Muere Juan VI en 1826. El sucesor no puede ser D. Pedro, que es extranjero desde que se declaró emperador del Brasil sino D. Miguel, desterrado en Viena. La facción masónica-liberal no lo puede sufrir y proclama rey a D. Pedro IV, quien desde el Brasil otorga a Portugal una Carta constitucional calcada en la de 1822. Cuando los absolutistas, seguidos ahora de todo el clero, se pronuncian en favor de D. Miguel-he aquí otra semejanza con España: la cuestión dinástica con la consiguiente guerra civil-, D. Pedro abdica derechos que no le pertenecen en su hija María de la Gloria (1826). El infante se decide a conquistar su reino, y apenas pone el pie en Portugal, se reúnen los tres estados (clero, nobleza y pueblo) para reconocer como legítimo soberano a D. Miguel en 1828.

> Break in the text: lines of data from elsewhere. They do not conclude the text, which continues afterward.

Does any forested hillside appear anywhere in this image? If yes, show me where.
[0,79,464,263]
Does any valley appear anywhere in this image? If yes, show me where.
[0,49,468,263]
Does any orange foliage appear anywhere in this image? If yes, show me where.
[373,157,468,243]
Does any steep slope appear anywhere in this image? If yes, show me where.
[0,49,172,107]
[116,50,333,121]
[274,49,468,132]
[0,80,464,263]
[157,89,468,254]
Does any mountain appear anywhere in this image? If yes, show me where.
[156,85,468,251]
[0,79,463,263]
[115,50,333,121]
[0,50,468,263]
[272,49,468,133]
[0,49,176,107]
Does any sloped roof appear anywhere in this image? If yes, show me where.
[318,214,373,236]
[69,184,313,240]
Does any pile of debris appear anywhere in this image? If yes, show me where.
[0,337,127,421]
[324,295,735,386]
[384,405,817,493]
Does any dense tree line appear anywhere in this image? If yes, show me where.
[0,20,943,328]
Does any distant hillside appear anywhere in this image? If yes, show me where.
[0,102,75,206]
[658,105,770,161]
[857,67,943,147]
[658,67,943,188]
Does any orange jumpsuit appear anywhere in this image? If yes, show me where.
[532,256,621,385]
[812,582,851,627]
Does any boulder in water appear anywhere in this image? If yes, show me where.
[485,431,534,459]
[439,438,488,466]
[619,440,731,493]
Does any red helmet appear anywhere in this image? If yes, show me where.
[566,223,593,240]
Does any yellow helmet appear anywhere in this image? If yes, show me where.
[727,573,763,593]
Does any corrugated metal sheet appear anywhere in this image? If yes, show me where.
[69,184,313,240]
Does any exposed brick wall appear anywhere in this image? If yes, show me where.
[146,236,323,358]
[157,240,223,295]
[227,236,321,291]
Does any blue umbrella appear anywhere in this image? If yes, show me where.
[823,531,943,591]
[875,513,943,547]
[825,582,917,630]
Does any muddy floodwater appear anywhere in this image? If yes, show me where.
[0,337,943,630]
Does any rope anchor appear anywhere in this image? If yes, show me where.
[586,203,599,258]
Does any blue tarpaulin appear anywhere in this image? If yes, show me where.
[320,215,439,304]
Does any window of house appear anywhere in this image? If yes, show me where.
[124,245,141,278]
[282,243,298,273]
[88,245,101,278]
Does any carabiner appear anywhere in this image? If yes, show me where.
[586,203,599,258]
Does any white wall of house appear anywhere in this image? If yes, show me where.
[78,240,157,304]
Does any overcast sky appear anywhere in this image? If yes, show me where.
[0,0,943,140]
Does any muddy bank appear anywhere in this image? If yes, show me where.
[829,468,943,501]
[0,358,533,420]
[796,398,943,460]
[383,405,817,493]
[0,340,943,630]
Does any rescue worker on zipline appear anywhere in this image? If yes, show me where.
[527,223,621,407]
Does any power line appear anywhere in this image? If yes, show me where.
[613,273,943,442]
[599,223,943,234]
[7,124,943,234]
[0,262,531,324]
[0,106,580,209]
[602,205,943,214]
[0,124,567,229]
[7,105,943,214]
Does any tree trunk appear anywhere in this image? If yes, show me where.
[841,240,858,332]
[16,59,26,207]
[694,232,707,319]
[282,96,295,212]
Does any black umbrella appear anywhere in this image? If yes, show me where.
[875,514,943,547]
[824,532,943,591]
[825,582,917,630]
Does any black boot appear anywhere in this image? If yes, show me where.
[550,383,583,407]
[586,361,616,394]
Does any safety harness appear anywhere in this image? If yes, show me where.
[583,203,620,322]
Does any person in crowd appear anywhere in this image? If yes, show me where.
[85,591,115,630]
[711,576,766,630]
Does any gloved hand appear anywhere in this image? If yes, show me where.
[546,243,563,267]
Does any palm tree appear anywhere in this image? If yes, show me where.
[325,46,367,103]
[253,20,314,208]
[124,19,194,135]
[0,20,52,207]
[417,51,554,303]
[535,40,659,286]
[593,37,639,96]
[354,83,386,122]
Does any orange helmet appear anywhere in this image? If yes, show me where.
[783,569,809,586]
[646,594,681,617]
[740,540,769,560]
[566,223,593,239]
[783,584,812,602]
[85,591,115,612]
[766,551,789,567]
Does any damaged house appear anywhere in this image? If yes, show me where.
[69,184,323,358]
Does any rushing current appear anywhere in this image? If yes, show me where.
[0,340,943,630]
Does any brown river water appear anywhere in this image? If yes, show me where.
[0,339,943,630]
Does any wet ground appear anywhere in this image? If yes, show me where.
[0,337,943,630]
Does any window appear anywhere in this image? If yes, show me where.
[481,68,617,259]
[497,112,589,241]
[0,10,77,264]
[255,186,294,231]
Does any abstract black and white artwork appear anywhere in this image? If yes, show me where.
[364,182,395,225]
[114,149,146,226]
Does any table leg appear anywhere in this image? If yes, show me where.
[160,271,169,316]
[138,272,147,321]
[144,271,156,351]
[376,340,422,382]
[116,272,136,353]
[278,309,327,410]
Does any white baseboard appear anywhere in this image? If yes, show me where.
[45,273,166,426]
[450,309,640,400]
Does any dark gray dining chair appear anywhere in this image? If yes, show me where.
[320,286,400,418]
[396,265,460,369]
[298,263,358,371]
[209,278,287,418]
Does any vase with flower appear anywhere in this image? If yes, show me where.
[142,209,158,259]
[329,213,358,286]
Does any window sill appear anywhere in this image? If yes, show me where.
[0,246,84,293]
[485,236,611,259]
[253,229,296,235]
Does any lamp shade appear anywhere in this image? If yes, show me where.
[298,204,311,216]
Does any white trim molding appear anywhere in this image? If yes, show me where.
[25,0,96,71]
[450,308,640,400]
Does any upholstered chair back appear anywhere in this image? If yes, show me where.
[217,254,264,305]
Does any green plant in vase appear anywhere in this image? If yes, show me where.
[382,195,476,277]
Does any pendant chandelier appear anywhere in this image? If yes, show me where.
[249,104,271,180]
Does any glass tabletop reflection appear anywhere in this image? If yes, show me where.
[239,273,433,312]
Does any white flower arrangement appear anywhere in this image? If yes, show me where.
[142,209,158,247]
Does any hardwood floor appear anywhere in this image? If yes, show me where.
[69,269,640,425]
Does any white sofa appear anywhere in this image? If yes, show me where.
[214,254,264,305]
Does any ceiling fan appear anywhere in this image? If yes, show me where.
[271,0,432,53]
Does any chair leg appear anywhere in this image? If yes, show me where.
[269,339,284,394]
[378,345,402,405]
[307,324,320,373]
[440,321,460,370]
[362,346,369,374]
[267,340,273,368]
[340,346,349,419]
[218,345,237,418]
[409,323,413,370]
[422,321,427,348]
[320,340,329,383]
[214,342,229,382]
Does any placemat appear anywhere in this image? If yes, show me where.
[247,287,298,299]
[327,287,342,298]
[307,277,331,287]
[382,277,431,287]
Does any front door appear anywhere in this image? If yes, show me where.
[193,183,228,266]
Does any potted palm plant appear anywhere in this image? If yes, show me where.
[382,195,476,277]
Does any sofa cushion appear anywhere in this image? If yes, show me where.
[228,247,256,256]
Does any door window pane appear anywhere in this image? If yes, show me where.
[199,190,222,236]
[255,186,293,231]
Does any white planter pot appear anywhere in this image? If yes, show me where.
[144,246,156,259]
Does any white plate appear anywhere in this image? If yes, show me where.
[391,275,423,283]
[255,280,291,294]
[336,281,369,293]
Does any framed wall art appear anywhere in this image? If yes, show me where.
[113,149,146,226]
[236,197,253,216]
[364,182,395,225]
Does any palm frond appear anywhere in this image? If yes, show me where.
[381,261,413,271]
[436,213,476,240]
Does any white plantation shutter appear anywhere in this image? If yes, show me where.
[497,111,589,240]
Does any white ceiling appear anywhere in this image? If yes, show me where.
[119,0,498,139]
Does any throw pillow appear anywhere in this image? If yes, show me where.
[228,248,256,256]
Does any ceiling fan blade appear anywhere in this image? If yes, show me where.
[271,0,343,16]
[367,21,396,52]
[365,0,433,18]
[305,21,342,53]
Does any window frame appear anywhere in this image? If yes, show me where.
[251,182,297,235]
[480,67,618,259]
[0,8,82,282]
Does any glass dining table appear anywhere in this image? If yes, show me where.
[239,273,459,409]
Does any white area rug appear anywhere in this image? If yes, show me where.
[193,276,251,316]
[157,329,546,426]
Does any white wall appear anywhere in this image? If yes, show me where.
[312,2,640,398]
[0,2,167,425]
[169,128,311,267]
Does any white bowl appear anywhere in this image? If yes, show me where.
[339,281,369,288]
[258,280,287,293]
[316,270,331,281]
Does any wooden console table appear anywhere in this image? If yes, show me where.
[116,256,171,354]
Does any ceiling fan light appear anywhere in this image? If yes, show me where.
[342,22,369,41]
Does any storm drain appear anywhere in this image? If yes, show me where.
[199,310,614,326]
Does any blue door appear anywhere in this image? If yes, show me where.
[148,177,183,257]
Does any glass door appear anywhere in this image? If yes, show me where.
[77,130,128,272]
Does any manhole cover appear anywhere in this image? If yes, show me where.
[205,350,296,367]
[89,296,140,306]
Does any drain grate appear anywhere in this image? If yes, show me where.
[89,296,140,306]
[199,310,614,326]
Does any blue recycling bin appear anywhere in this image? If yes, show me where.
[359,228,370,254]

No fue largo su reinado ni tranquilo, porque D. Pedro, que ha tenido que renunciar a la corona del Brasil, desembarca en Mindelo en 1832 y con un ejército de 7.500 soldados avanza hasta Oporto, dispuesto a reponer en el trono a su hija María; y tras una guerra civil, en que Inglaterra, Francia y España se declaran contra el absolutismo de Miguel I, éste se ve forzado a salir de Portugal, dejando la corona a Dª María II bajo la regencia de su padre D. Pedro.